La muerte de Oana a manos de Brettmeier, la definitiva ruptura entre Paco y Toni, así como las palabras contextualizadoras de Ricken a propósito de la liberación del campo y el papel probatorio que desempeñaron sus fotografías en los procesos de Núremberg, precipitan el cierre. La escenificación del momento de la liberación del campo, el 5 de mayo de 1945, se superpone a la “liberación” del espectador ante la opresión de una violencia apenas contenida por los diques del humor negro. Los actores, ya fuera de la ficción y desde el tiempo ritual del homenaje, introducen un último momento de intensa fuerza, interpretando coralmente a capela “Le Chant des partisans”, himno de la resistencia francesa durante la ocupación nazi.

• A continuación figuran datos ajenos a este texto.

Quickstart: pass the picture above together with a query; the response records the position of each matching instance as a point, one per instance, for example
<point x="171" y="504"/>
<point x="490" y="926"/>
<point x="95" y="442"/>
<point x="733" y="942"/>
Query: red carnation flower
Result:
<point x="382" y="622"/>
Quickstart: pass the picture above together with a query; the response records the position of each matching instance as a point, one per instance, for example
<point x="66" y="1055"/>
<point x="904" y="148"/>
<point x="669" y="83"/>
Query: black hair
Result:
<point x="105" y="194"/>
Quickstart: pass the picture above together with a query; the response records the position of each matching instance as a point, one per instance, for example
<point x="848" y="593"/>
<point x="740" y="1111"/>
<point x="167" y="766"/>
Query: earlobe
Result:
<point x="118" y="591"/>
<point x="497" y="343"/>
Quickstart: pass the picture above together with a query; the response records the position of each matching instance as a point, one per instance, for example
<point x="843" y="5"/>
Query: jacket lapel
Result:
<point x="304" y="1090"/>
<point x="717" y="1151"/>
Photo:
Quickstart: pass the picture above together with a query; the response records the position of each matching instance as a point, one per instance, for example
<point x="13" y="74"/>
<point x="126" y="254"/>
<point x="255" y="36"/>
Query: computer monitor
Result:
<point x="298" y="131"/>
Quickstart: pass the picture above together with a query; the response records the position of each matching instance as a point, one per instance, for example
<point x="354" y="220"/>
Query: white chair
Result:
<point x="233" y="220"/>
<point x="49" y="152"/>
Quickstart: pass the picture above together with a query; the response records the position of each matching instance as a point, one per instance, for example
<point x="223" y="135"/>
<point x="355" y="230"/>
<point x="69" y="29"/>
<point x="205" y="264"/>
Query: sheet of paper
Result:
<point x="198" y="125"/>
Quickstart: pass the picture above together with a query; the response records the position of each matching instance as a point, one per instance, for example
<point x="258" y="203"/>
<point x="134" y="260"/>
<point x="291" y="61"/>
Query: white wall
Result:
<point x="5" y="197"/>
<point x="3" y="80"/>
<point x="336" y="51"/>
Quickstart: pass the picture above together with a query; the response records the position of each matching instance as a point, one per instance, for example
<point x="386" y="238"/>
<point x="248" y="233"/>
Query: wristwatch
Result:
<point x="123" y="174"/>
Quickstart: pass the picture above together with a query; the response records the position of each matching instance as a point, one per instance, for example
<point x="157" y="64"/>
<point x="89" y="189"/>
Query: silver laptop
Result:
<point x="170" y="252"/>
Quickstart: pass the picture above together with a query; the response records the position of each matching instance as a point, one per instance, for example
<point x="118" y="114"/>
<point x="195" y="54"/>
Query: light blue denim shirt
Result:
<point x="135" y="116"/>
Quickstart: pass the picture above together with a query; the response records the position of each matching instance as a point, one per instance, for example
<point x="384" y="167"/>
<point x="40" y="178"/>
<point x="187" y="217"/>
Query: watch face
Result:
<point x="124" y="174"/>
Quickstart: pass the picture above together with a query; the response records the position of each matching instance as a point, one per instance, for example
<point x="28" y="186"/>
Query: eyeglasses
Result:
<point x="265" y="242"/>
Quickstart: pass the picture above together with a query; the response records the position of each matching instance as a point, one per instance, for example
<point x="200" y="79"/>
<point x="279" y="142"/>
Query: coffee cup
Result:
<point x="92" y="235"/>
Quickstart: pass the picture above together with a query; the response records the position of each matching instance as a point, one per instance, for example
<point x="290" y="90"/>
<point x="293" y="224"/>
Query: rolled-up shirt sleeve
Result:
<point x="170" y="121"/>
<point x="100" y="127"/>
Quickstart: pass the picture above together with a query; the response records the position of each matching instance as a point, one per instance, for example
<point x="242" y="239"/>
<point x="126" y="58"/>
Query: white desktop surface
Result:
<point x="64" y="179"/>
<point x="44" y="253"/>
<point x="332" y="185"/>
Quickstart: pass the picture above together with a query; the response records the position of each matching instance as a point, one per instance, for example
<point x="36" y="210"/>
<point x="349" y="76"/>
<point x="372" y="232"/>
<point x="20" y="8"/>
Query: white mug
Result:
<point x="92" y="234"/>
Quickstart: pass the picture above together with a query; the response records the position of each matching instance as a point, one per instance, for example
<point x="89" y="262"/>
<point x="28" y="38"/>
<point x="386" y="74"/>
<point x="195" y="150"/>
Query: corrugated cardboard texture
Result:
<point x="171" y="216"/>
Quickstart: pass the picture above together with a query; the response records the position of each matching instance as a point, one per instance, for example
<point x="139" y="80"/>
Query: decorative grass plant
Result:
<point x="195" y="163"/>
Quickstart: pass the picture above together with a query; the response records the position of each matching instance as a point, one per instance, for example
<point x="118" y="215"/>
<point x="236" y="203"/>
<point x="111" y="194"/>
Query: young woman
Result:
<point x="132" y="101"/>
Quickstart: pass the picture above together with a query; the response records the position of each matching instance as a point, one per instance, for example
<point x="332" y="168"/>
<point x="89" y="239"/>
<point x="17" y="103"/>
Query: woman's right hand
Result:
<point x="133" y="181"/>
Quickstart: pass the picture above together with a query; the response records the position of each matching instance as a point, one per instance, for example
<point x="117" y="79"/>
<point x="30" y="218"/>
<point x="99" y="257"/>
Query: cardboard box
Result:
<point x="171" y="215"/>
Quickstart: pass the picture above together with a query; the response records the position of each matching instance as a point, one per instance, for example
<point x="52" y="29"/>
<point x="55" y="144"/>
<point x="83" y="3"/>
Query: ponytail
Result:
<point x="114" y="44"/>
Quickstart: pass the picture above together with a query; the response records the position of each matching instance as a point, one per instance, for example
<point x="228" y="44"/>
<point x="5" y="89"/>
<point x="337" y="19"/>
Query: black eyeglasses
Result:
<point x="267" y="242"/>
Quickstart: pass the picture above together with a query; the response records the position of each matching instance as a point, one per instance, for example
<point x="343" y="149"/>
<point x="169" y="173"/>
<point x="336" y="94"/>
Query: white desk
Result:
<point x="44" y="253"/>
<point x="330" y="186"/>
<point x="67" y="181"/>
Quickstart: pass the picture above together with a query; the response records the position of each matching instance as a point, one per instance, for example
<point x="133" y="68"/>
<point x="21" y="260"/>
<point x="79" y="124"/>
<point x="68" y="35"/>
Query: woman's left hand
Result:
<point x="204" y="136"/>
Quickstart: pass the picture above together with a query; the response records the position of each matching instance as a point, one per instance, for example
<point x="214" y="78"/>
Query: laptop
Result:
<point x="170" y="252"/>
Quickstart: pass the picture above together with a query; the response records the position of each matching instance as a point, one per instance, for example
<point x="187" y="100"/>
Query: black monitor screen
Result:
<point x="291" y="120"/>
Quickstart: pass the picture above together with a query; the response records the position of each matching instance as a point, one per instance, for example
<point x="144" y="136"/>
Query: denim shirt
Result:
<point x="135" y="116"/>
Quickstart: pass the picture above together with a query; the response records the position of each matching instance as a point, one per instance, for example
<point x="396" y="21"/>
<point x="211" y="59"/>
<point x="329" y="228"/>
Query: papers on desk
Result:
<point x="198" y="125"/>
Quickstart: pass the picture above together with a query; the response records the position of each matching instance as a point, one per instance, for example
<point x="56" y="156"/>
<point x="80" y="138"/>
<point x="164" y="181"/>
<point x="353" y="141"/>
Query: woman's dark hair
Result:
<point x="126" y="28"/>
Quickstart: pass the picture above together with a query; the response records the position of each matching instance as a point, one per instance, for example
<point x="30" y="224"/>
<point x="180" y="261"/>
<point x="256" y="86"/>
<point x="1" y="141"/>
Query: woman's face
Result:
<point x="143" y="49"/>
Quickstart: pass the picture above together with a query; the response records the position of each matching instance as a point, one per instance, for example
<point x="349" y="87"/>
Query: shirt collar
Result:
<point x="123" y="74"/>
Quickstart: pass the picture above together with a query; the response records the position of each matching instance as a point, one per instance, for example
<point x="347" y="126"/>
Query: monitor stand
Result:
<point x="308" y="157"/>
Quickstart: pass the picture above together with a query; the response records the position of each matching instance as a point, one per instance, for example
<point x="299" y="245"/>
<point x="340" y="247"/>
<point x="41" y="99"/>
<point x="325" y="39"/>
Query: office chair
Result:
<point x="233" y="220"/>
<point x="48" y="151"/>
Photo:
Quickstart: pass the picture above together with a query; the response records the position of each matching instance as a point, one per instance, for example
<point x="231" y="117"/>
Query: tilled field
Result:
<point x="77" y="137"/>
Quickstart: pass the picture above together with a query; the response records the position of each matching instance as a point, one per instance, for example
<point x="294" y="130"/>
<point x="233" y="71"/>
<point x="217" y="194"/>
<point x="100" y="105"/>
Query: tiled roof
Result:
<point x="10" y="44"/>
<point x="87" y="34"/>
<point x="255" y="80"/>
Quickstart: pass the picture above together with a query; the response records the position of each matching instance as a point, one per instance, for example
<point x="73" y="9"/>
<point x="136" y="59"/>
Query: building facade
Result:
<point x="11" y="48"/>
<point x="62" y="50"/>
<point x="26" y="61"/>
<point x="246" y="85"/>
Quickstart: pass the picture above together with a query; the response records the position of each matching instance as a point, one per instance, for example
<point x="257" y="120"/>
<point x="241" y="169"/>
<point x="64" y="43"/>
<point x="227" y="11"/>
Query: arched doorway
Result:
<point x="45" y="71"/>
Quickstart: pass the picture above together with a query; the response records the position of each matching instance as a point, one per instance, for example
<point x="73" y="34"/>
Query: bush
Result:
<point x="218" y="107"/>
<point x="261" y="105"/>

Ricken prosigue su acelerada rememoración y al resonar de las palabras “culpa” y “vergüenza”, se arranca la banda con el pasodoble del principio, el del spanier, el pasodoble de El triángulo azul, transmutándose así el tono trágico del final. En el recuerdo febril de Ricken se entremezclan los nombres de los españoles muertos en Mauthausen: “Los muertos se levantan y hablan, cantan y bailan…”. Cual gesto kantoriano, la cámara de fotos (in)mortaliza el momento de la liberación, al tiempo que otro disparo, esta vez el de la pistola de Ricken, acaba con su vida. Su tiro calla en seco la música, desvaneciéndose su recuerdo en el silencio y el oscuro. Aplausos.

Es de destacar el epílogo que se prolonga con el “Chant des partisans” y con la proyección de la célebre fotografía de los supervivientes de Mauthausen enarbolando una pancarta escrita en español en la que se puede leer: “Los españoles antifascistas saludan a las fuerzas liberadoras”. Tras el negror de la tragedia, este canto “abre” el final, de nuevo a modo bueriano, para contener en él un voto de esperanza a favor de la humanidad.

Tuve la suerte y el privilegio de asistir a una representación de El triángulo azul a la que siguió un encuentro con Antonio Marfil, superviviente de los campos nazis, hijo de José Marfil Escalona, el primer español que murió en Mauthausen y por quien los compañeros osaron pedir un minuto de silencio a las autoridades nazis. Su presencia fue intensamente emotiva por encarnar el último eslabón testimonial vivo que une indefectiblemente nuestro presente a un pasado también nuestro. A este respecto Laeticia Rovecchio considera con tino que El triángulo azul es “un nuevo testimonio contado en presente y que, por ende, impulsa la construcción de una nueva memoria” (Rovecchio, 2016, 107). El escenario se convierte aquí en un lugar para esa nueva memoria, que devuelve voz a los (a)callados, a los desatendidos en las páginas de nuestros manuales de historia.

 

*      *      *

No creo que sea pretencioso ni desmesurado decir que el teatro español contemporáneo estaba esperando esta obra. A veces ocurre: surgen obras que jalonan la historia de la literatura dramática o del espectáculo por sentidas, conmovedoras y reveladoras; por llegar a la médula de sus destinatarios.

En El triángulo azul, la deformación grotesca y del contraste expresionista son las pautas estéticas de una puesta en escena rebosante de referentes intertextuales y dispositivos performativos que reelaboran los materiales historiográficos siempre desde la fidelidad documental. Del humor negro, muy negro y sin descafeinar, surge una propuesta impactante, en la que el equilibrio entre lo grave y lo cómico hubiera podido romperse y dejar rodar la puesta en escena por la tenue pendiente de lo frívolo hasta llegar al precipicio de lo irreverente. Pero Laila Ripoll domina perfectamente el equilibrismo de la cuerda floja, que sabe tensar y distender las emociones. Parodia, ironía y grotesquización como armas y armazones; dardos y yelmos.

Desde su singular orquestación de la memoria, Laila Ripoll consigue añadir otro color a la paleta: el encarnado en el clamor de la memoria.